03/04/2026
Wir fällen Stadtbäume und nennen es Verkehrssicherungspflicht.
Hört auf, jeden alten Baum als Risiko zu behandeln.
Lasst die Baumveteranen stehen.
Wir geben jedes Jahr Millionen an Steuergeldern aus, um alte Bäume in Städten zu fällen — weil ein Ast herunterfallen könnte, ein Wurzelhub den Gehweg anhebt oder ein Gutachter eine Faulstelle im Stamm gefunden hat. Ein Baum, der hundert Jahre lang niemanden verletzt hat, wird gefällt, weil er theoretisch jemanden verletzen könnte. Und ersetzt durch einen Jungbaum, der die Leistung des Originals in fünfzig Jahren nicht erreicht.
Deutschland verliert jedes Jahr Tausende Altbäume in Städten. Nicht durch Stürme — durch Verwaltungsentscheidungen. Die Verkehrssicherungspflicht verpflichtet Kommunen, Bäume regelmäßig auf Standsicherheit zu prüfen. Das ist richtig. Was daraus geworden ist, ist falsch: eine Absicherungskultur, in der jeder Baum mit einer Faulstelle, einem Totast oder einem Pilzbefall gefällt wird — nicht weil er fallen würde, sondern weil die Kommune haftet, wenn er fällt. Kein Bürgermeister will den Baum, der auf ein Auto fällt. Jeder Bürgermeister akzeptiert den Stumpf, der niemandem schadet.

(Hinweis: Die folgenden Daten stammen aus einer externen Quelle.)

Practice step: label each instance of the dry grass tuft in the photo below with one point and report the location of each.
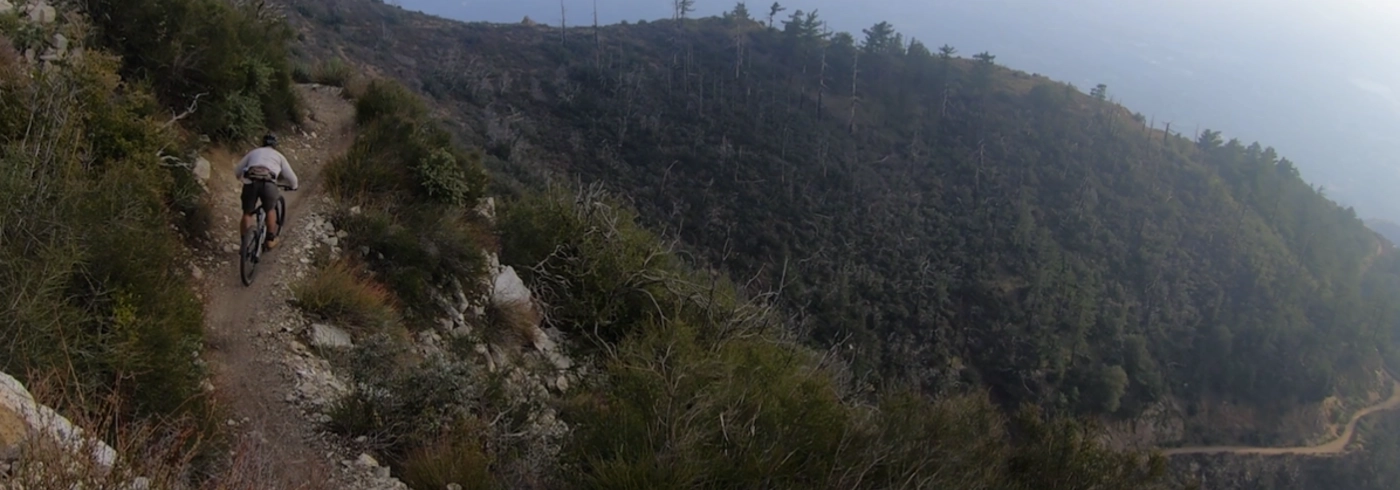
(511, 324)
(345, 293)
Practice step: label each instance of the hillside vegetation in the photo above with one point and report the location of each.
(942, 220)
(697, 384)
(97, 171)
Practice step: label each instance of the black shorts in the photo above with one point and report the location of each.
(263, 191)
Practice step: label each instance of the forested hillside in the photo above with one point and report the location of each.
(938, 219)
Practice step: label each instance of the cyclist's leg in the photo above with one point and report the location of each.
(269, 200)
(249, 203)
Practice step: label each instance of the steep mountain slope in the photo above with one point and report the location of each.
(942, 220)
(1386, 228)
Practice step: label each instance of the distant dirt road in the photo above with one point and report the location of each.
(1330, 448)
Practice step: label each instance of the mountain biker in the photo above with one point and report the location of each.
(259, 172)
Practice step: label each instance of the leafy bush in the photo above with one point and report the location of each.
(91, 273)
(415, 186)
(333, 72)
(457, 457)
(342, 293)
(230, 58)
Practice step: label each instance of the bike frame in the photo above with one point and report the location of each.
(252, 244)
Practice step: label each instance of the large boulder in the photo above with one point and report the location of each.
(326, 336)
(24, 420)
(508, 287)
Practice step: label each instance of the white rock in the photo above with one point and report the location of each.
(508, 287)
(41, 11)
(23, 417)
(366, 459)
(202, 168)
(322, 335)
(486, 207)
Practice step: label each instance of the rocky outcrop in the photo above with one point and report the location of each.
(25, 423)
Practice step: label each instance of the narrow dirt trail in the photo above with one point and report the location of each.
(1336, 445)
(249, 375)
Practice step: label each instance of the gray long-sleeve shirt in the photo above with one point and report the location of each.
(270, 160)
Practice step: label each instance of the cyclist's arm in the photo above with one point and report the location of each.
(289, 174)
(241, 168)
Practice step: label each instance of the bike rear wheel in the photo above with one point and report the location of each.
(249, 251)
(282, 213)
(245, 258)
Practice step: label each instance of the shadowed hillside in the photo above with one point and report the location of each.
(942, 220)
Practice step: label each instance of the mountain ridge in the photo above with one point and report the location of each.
(514, 108)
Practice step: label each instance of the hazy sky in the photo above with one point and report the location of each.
(1315, 79)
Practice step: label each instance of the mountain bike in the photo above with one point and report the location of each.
(252, 244)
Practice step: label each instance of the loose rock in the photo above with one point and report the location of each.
(322, 335)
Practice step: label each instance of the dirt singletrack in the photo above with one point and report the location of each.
(1333, 447)
(245, 361)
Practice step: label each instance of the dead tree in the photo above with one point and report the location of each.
(821, 84)
(856, 73)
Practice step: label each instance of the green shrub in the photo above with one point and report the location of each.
(230, 58)
(457, 457)
(91, 273)
(340, 293)
(333, 72)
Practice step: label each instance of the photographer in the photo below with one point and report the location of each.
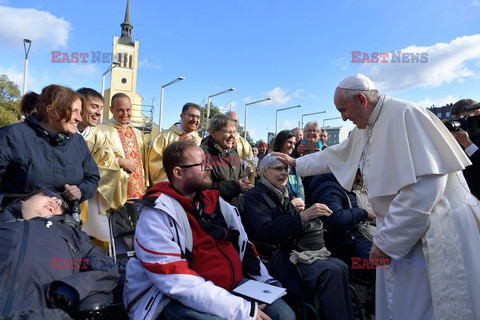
(466, 108)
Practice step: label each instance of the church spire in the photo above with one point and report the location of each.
(126, 37)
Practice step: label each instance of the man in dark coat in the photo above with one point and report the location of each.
(270, 216)
(46, 260)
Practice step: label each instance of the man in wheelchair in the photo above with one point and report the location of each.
(47, 262)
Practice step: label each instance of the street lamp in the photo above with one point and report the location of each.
(276, 116)
(323, 126)
(213, 95)
(113, 65)
(27, 43)
(161, 101)
(246, 105)
(309, 114)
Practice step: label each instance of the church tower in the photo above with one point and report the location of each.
(125, 66)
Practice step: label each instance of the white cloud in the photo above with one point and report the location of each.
(447, 62)
(474, 4)
(89, 69)
(279, 97)
(440, 102)
(342, 63)
(288, 124)
(13, 75)
(38, 26)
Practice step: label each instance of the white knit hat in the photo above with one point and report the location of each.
(357, 82)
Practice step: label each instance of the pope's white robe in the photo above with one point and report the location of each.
(428, 221)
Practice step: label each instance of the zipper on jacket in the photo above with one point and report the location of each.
(230, 263)
(12, 287)
(150, 304)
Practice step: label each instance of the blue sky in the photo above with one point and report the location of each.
(292, 51)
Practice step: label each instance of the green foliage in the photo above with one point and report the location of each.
(8, 89)
(9, 101)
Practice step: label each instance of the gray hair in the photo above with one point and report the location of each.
(268, 162)
(349, 94)
(218, 122)
(309, 124)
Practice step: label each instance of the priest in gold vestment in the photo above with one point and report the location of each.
(130, 142)
(186, 129)
(112, 187)
(244, 150)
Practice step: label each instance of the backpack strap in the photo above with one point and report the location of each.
(183, 221)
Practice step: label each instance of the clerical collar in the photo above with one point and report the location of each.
(376, 112)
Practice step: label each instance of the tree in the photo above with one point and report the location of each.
(9, 101)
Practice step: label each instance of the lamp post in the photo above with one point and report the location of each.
(27, 43)
(276, 116)
(309, 114)
(161, 101)
(214, 95)
(246, 106)
(113, 65)
(323, 126)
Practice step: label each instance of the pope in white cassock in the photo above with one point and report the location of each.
(428, 221)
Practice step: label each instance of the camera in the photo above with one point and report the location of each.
(456, 124)
(470, 124)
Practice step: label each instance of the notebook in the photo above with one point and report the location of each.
(260, 291)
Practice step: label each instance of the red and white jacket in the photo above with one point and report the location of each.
(160, 271)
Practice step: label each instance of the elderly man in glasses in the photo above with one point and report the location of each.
(192, 250)
(185, 129)
(46, 260)
(301, 262)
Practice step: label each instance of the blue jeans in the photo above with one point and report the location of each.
(174, 310)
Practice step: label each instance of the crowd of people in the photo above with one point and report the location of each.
(391, 199)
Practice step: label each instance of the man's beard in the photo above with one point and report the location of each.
(199, 185)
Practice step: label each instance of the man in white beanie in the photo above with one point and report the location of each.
(427, 218)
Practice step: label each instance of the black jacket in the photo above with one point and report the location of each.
(325, 189)
(472, 174)
(267, 220)
(32, 158)
(227, 169)
(36, 253)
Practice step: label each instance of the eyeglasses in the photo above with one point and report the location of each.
(192, 116)
(281, 168)
(204, 165)
(228, 132)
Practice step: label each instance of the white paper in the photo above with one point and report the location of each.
(260, 291)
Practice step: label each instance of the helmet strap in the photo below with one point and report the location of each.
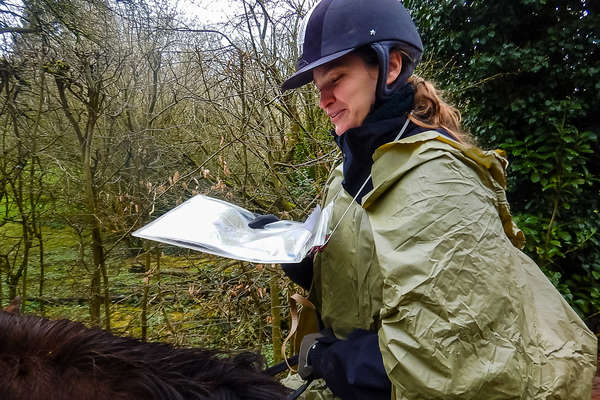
(385, 91)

Die Ironie: Ein alter Stadtbaum leistet Klimadienste, die kein Jungbaum und keine technische Anlage ersetzen kann. Eine hundertjährige Linde verdunstet an einem Sommertag bis zu 400 Liter Wasser und kühlt die Umgebung um drei bis fünf Grad. Ihre Krone beschattet 100 Quadratmeter Asphalt und verhindert, dass sich die Straße auf 60 Grad aufheizt. Sie filtert pro Jahr bis zu 100 Kilogramm Feinstaub aus der Luft. Sie bindet CO₂ in einer Menge, die ein frisch gepflanzter Baum erst in dreißig Jahren erreicht. Und sie bietet — als alter Baum mit Höhlen, Rissen, toter Rinde und Totästen — Lebensraum für Hunderte Arten, die kein Jungbaum hat.
Was in einem alten Stadtbaum lebt:
Hohltauben, Stare, Dohlen und Meisen brüten in Baumhöhlen, die erst ab einem Baumalter von fünfzig bis achtzig Jahren entstehen. Ein frisch gepflanzter Straßenbaum hat keine Höhle. Er wird keine haben, bevor er selbst alt genug ist, um als Sicherheitsrisiko gefällt zu werden.

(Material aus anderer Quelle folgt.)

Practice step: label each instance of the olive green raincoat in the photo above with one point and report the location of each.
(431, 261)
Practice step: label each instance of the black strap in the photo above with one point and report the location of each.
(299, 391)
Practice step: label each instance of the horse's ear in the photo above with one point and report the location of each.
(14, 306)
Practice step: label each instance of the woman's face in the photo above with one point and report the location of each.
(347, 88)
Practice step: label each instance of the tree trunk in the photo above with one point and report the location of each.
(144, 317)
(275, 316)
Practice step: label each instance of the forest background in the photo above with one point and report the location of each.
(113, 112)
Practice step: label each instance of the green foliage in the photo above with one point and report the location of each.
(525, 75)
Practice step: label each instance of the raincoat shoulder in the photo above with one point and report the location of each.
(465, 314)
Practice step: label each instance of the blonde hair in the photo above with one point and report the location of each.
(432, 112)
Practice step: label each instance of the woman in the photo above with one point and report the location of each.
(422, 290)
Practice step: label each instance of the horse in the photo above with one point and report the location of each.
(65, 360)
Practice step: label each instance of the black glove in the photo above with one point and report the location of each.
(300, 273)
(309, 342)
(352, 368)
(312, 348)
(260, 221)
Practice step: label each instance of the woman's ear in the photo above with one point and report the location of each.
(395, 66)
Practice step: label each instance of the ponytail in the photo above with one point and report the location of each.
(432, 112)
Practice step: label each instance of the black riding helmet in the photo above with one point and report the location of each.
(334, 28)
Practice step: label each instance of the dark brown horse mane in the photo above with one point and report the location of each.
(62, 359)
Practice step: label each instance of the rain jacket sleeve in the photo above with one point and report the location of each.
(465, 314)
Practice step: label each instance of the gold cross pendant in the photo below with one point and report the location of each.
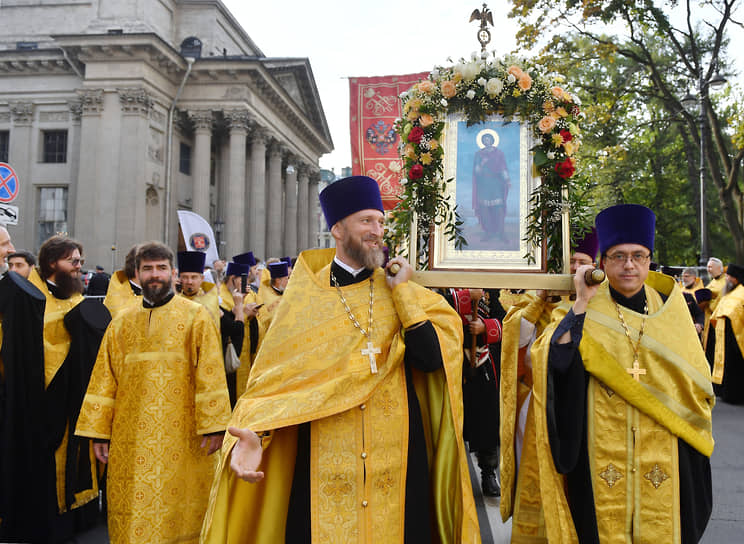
(370, 352)
(636, 371)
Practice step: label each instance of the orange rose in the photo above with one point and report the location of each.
(525, 81)
(426, 120)
(516, 71)
(426, 86)
(448, 89)
(546, 124)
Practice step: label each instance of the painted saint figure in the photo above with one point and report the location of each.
(490, 184)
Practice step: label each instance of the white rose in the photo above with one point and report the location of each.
(494, 86)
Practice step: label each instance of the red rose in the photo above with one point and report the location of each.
(416, 172)
(565, 169)
(415, 135)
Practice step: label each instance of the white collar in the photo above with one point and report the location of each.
(346, 267)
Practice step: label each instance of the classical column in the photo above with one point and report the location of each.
(202, 120)
(238, 125)
(302, 208)
(313, 205)
(24, 234)
(257, 218)
(275, 201)
(290, 210)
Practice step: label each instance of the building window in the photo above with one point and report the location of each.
(55, 146)
(4, 145)
(52, 212)
(184, 160)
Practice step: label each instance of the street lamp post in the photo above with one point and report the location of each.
(689, 101)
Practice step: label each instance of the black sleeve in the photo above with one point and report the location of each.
(422, 348)
(695, 492)
(566, 395)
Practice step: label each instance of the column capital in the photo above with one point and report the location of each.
(238, 119)
(202, 119)
(135, 100)
(92, 101)
(22, 112)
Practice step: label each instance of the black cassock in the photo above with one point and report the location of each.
(566, 418)
(33, 419)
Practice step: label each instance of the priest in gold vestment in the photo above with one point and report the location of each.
(359, 408)
(520, 477)
(157, 405)
(623, 399)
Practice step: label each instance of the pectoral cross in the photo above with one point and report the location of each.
(370, 352)
(636, 371)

Fledermäuse — Zwergfledermaus, Abendsegler, Braunes Langohr — nutzen Spalten in alter Rinde, abstehende Borke und Spechthöhlen als Tagesquartier und Wochenstube. Eine alte Platane am Stadtkanal beherbergt in einer einzigen Sommersaison mehr Fledermäuse als zehn Fledermauskästen.
Hirschkäfer, Nashornkäfer und Rosenkäfer — ihre Larven brauchen morsches Holz. Ein alter Stadtbaum mit einer Faulstelle im Kernholz ist kein Patient — er ist ein Geburtshaus. Die Faulstelle, die der Gutachter als Risiko markiert, ist für den Hirschkäfer ein Kinderzimmer.
Die Verkehrssicherungspflicht verlangt nicht die Fällung. Sie verlangt die Prüfung und angemessene Maßnahmen. Ein Totast kann abgesägt werden, ohne den Baum zu fällen. Eine Krone kann eingekürzt werden, um die Windlast zu reduzieren. Ein Stamm mit Faulstelle kann mit einer eingehenden Untersuchung als standsicher eingestuft werden — wenn jemand sich die Mühe macht, einen Baumgutachter zu bestellen, statt einen Fäller. Die billigste Lösung ist die Fällung. Die klügste ist der Erhalt.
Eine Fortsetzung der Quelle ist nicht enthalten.